As duas primeiras missões tripuladas da NASA no programa Artemis para a Lua foram adiadas para 2026 e 2027, respectivamente, o que pode ter grandes implicações para o programa e para a concorrência com a China pela liderança no espaço.
A missão Artemis 2, que enviará três astronautas americanos e um canadense ao redor da Lua, estava programada para setembro de 2025, mas foi remarcada para abril de 2026, conforme anúncio da NASA em 5 de dezembro. Já a Artemis 3, que colocará humanos na superfície lunar pela primeira vez em mais de meio século, foi adiada de 2026 para meados de 2027.
Essas mudanças podem trazer grandes repercussões geopolíticas. Tanto os EUA quanto a China estão em busca de parceiros para seus respectivos programas — Artemis e a Estação Internacional de Pesquisa Lunar (ILRS).
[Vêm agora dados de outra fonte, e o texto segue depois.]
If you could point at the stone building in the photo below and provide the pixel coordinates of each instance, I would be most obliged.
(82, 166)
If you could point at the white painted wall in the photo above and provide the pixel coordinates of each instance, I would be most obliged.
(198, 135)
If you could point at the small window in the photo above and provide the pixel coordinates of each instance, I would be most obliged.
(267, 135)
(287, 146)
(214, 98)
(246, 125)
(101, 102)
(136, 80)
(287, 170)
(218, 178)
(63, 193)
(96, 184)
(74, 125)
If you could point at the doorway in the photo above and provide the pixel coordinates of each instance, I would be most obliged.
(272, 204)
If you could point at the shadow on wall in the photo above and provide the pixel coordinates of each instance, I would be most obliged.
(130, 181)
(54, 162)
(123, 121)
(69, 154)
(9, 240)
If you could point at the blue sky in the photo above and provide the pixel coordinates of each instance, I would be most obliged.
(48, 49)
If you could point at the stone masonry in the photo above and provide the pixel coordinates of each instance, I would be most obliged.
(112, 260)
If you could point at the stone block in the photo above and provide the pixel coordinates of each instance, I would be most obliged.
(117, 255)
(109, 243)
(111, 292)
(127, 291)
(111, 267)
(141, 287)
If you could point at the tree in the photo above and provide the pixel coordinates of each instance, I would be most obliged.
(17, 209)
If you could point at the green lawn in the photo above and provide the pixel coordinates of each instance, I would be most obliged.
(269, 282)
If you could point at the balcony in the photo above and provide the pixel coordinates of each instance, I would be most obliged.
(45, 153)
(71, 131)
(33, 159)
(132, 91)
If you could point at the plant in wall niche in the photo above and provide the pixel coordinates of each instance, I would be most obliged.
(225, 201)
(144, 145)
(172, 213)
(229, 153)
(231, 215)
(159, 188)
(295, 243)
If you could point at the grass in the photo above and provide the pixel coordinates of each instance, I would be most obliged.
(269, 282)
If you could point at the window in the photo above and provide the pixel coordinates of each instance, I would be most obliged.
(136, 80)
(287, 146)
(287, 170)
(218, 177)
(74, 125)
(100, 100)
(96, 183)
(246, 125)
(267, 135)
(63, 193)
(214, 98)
Caso o Artemis seja encerrado, os esforços chineses poderão ganhar um grande impulso.
Os adiamentos também podem impactar as parcerias da NASA com a Agência Espacial Europeia (ESA) e seus estados-membros, além de Japão, Emirados Árabes Unidos e outros países envolvidos no Artemis e em projetos como o Gateway lunar. Vale lembrar que o programa Artemis foi iniciado durante o governo Trump, e o próximo presidente pode querer supervisionar um retorno triunfal à Lua.
No dia 5 de dezembro, autoridades da NASA reforçaram que o Artemis é uma pedra angular para o avanço da exploração humana, desde a Lua até Marte e além. A agência busca manter uma cadência de lançamentos consistente, reduzindo os intervalos entre missões e incorporando lições aprendidas. No entanto, mudanças podem estar a caminho para o Artemis e seus planos futuros.
Os atrasos mais recentes estão parcialmente relacionados a um problema com a espaçonave Orion e seu escudo térmico, detectado após uma reentrada atmosférica durante a missão Artemis 1, sem tripulação, no final de 2022.
“Determinamos que, enquanto a cápsula realizava reentradas planejadas em sequência, o calor acumulado na camada externa do escudo térmico causou a formação de gases, que ficaram presos, levando a rachaduras e desprendimento irregular da camada externa”, explicou Pam Melroy, administradora adjunta da NASA, em uma coletiva de imprensa.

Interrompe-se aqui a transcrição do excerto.